British track athlete (1895–1995)

Nora Eveline Callebout (1895 – 1995) was a British track athlete who won ten medals across two Women's World Games, a precursor to women's sports entering the Olympics and was part of the record-setting 4x110 yds relay team in 1922.

== Life ==
Callebout graduated from Holloway College, University of London, in 1917 with a Class I BA in mathematics.

At the first Women's World Games in Paris in 1922, originally called the 'Women's Olympic Games' until objections from the Olympic Committee, Callebout won six medals in track events. She took bronze in the 60-metre dash, silver in the 4x100 m relay, and gold in four events: the 60m, 4x1 175 m laps, 100 yards, and the 4x110 yards. In that event she set a world record of 51.8 seconds along with Gwendoline Porter, Daisy Leach, and team captain Mary Lines.
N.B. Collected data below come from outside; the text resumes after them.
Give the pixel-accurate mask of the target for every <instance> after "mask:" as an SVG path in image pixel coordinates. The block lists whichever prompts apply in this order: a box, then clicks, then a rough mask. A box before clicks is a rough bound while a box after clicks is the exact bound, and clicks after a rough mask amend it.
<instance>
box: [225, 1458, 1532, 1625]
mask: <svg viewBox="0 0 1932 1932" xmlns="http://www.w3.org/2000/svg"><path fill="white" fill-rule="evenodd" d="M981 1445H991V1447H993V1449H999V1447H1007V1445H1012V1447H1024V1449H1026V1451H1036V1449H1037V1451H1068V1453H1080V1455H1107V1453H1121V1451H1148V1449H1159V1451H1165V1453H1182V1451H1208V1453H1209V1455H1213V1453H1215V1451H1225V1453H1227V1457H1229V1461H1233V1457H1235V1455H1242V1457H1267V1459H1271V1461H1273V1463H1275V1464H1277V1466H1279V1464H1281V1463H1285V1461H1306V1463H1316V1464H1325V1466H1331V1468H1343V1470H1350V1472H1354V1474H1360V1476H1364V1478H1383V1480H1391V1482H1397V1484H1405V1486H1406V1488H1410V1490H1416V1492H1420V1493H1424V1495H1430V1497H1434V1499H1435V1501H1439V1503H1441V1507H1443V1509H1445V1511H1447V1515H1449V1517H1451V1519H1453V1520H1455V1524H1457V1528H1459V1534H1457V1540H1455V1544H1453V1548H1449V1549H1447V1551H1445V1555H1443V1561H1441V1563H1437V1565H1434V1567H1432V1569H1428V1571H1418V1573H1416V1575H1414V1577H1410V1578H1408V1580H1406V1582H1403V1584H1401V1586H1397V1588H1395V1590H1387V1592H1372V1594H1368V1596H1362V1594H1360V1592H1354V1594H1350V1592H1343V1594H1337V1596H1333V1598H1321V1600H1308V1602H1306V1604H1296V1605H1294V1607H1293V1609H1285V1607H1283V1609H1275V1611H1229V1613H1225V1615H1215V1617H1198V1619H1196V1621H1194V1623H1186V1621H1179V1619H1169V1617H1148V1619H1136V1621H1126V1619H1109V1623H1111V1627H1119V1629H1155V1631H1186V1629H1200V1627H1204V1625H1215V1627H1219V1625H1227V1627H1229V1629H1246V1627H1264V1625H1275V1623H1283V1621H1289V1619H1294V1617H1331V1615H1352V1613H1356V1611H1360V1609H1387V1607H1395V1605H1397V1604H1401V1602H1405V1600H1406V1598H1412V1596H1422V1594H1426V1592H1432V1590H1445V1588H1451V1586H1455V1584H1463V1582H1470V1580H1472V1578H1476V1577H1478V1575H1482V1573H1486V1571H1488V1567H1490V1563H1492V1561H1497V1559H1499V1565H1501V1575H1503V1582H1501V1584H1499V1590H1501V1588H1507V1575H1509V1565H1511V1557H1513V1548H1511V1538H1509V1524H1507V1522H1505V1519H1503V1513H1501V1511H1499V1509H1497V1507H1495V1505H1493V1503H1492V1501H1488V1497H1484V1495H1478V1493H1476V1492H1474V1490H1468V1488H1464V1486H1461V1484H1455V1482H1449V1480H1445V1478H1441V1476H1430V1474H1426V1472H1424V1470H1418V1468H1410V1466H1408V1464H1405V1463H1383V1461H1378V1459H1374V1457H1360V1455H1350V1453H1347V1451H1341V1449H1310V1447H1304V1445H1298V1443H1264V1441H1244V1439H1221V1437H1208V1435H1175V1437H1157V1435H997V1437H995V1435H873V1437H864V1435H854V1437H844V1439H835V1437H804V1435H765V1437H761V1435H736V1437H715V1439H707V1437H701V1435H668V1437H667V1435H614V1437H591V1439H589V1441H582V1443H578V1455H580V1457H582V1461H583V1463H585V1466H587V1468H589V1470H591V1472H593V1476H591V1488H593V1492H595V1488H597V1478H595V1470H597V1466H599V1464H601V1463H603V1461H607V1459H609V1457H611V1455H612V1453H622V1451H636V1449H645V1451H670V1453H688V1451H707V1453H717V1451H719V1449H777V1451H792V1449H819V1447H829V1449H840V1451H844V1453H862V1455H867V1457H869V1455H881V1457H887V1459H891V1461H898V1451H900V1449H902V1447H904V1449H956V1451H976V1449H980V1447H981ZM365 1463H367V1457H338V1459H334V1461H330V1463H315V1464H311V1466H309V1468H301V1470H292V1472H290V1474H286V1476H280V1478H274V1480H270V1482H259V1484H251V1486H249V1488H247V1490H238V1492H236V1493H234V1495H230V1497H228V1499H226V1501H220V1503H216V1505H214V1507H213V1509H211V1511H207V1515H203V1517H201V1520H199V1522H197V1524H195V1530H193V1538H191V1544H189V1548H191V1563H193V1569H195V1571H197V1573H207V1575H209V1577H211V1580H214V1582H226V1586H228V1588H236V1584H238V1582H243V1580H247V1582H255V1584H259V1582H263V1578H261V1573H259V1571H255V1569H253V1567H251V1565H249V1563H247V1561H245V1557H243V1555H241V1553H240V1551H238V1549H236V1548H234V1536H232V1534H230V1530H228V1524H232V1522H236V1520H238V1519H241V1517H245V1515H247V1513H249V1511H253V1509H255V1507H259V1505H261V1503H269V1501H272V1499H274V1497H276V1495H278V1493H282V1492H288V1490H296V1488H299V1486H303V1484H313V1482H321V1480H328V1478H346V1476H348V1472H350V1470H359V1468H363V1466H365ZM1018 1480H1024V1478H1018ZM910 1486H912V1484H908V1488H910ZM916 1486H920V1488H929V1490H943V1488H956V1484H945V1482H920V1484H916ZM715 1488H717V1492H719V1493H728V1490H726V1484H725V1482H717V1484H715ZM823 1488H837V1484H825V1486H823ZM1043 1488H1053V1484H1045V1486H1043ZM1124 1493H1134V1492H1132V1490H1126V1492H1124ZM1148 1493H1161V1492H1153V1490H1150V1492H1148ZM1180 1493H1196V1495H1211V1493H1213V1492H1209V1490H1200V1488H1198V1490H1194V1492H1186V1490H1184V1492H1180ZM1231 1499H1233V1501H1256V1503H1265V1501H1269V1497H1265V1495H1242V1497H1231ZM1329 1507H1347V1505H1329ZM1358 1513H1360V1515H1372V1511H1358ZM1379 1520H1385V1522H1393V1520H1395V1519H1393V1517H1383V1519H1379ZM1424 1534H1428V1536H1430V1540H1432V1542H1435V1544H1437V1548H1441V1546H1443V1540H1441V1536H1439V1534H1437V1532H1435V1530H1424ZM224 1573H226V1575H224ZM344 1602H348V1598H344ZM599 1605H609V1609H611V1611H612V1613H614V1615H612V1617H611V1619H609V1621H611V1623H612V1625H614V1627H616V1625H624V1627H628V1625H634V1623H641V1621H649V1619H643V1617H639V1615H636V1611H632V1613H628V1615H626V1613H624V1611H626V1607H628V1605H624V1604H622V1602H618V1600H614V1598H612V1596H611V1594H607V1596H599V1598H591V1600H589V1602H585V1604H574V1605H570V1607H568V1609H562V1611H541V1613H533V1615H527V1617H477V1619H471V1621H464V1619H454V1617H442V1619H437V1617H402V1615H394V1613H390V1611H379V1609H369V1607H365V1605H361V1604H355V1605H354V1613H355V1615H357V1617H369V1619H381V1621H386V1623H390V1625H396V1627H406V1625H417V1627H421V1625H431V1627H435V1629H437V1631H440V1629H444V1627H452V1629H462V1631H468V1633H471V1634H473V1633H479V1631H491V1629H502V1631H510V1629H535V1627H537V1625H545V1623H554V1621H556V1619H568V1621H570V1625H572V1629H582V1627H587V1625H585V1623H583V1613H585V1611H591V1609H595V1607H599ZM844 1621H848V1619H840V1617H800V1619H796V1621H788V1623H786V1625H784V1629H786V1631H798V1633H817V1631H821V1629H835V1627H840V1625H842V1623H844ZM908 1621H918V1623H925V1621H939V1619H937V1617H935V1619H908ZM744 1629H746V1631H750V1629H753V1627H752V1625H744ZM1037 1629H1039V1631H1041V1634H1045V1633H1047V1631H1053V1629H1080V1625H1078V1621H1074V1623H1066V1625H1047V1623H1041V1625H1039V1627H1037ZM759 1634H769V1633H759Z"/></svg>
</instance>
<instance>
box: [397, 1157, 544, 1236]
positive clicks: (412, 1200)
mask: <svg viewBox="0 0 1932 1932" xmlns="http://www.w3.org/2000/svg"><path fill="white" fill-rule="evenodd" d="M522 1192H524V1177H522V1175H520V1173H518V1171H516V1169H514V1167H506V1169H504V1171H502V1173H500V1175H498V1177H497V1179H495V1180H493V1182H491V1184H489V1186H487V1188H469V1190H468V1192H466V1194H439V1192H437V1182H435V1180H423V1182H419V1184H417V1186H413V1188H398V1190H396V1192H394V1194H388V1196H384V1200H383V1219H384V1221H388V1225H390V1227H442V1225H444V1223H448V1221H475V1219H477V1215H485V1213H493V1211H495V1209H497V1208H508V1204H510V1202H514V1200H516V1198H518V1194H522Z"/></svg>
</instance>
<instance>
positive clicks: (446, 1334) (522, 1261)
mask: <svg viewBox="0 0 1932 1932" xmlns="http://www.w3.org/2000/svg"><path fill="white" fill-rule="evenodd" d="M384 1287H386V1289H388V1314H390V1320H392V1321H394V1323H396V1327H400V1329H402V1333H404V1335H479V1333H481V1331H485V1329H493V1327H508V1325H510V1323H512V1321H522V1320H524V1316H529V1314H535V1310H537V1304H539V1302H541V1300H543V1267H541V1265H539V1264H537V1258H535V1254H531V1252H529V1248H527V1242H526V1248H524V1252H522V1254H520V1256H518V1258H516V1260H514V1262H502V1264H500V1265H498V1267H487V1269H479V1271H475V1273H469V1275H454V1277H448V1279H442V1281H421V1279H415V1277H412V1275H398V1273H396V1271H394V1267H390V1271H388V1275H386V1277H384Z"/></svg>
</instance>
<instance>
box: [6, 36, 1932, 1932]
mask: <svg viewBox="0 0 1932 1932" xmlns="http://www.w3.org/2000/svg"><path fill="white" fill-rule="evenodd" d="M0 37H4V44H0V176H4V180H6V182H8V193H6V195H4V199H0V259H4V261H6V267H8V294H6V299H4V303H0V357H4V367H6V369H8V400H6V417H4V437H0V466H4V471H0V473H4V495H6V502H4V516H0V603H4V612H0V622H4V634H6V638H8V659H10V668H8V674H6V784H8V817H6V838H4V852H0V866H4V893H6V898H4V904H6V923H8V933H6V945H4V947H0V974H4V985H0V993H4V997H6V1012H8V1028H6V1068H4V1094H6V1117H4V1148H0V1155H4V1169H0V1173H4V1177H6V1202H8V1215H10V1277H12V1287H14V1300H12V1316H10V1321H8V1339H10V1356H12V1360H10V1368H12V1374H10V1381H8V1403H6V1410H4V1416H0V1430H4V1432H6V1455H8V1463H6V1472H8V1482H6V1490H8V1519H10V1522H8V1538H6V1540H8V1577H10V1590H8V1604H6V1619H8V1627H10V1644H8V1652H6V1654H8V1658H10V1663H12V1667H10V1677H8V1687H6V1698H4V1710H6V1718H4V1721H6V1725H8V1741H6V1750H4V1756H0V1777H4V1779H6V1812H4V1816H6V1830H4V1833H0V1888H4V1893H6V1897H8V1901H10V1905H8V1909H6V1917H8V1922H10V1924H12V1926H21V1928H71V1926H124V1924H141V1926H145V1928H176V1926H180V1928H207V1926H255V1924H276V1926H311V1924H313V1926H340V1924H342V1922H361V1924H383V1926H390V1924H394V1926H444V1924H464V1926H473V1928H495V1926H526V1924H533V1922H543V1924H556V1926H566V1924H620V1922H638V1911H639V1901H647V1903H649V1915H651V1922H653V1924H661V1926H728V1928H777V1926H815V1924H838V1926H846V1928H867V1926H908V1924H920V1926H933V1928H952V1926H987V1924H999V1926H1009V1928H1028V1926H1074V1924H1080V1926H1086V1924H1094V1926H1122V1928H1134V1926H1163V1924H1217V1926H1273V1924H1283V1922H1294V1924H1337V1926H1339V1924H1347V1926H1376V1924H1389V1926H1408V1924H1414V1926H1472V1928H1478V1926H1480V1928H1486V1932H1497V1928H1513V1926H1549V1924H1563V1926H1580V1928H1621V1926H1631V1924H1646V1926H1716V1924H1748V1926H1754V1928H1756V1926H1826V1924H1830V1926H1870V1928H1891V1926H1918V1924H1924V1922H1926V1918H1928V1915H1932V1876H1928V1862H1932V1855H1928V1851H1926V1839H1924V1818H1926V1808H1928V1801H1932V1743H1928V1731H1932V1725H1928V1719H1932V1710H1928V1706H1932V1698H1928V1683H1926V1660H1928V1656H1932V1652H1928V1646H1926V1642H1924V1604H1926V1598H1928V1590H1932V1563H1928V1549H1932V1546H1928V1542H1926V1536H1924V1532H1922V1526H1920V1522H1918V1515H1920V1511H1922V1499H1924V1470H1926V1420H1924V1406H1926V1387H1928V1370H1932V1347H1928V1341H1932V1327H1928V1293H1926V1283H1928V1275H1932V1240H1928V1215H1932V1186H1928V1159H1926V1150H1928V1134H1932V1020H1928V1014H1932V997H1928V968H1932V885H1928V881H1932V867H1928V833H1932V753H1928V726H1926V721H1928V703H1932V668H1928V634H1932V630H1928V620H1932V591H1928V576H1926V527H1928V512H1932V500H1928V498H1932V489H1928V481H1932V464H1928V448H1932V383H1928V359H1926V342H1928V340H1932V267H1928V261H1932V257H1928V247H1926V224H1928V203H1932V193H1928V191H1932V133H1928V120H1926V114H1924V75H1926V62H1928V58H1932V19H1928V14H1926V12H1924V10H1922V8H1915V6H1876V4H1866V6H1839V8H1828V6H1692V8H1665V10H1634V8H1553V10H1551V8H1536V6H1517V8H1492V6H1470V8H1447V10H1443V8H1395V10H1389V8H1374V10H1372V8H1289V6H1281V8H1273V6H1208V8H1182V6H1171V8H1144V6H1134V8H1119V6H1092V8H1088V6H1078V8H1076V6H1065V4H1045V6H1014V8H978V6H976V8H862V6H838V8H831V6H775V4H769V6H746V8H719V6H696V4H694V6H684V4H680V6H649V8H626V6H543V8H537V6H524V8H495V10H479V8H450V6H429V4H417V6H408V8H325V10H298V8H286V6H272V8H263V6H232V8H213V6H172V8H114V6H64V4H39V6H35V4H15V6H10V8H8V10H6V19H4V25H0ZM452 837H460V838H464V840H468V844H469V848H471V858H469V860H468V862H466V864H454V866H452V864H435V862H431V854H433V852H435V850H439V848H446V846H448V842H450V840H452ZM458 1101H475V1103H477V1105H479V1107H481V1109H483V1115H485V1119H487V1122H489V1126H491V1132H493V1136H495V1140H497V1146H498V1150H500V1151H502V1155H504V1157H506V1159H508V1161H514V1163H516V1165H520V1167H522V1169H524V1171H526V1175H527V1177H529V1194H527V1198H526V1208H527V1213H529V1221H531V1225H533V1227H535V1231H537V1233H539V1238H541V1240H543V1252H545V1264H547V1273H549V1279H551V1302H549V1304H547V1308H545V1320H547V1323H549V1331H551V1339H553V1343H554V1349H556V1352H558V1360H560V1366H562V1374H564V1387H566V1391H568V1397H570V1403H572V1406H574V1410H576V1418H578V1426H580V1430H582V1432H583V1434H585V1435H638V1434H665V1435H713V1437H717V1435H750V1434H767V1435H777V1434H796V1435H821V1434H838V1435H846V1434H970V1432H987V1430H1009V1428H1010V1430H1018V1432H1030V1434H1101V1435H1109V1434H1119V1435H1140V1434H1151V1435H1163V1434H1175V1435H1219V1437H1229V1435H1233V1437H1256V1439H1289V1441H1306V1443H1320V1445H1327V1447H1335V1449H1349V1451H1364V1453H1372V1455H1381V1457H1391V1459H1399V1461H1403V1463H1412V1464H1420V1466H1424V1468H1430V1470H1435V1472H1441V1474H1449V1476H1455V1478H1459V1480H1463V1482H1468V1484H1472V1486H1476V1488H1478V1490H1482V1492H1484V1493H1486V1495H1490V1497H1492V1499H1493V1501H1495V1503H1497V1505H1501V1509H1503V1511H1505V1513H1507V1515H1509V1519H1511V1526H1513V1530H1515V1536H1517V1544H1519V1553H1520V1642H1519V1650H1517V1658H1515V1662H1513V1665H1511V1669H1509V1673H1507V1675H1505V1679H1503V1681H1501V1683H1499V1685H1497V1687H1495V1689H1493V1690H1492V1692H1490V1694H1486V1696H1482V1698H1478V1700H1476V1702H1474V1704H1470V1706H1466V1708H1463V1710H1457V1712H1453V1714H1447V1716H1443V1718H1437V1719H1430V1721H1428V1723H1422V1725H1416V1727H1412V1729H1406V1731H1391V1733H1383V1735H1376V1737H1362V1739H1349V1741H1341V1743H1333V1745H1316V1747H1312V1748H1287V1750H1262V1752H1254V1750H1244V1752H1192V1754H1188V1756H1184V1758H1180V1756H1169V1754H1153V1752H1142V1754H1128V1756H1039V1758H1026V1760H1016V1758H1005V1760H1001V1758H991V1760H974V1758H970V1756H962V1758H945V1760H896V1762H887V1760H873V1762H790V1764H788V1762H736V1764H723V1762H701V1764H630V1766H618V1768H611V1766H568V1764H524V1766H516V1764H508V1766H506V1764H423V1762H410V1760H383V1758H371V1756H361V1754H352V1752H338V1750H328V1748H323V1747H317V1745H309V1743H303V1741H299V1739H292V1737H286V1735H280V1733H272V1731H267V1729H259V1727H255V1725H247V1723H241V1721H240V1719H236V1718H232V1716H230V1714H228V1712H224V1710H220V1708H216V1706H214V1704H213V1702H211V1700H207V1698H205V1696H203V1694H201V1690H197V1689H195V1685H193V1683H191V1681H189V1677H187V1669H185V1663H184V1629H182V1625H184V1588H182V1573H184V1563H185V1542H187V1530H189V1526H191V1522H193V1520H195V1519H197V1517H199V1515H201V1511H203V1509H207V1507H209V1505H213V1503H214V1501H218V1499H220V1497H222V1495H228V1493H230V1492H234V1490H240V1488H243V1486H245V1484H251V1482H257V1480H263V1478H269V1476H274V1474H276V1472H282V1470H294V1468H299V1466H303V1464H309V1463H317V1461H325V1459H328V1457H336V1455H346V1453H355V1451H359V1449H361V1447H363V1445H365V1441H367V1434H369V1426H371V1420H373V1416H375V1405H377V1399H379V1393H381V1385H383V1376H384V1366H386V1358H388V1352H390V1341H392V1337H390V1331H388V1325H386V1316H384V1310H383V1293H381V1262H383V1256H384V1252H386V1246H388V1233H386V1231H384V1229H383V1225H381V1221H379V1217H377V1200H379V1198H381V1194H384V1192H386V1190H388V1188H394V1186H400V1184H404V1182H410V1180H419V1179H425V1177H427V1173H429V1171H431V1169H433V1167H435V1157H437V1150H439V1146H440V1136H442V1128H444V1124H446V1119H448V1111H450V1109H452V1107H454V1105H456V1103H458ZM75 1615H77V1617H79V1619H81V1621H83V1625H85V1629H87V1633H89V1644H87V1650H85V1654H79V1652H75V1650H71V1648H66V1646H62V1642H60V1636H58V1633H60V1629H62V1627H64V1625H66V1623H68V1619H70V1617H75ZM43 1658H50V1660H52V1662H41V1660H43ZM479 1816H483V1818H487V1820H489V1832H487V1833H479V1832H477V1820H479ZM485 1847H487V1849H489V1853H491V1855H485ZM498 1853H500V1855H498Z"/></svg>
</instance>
A week after the Games, Callebout travelled to Brussels with the London Olympiades Athletic Club to compete in eight events against Femina Sports Club of Brussels and the Paris Club Femina AC. The London Olympiades dominated the match, with Callebout setting two Belgian records (10.6 seconds in the 80m and 45.4 seconds in the 300m).

In 1922, Callebout became the national 100 yards champion.

Returning to the second World Games in Monte Carlo in 1923, Callebout again won four golds, this time in 60m, 200m, 4x100m and 4x1 laps. In 1923, she returned to university and gained an MA.

In 1929, she was elected honorary secretary of the Women's Amateur Athletic Association.

Callebout's married name was Coates.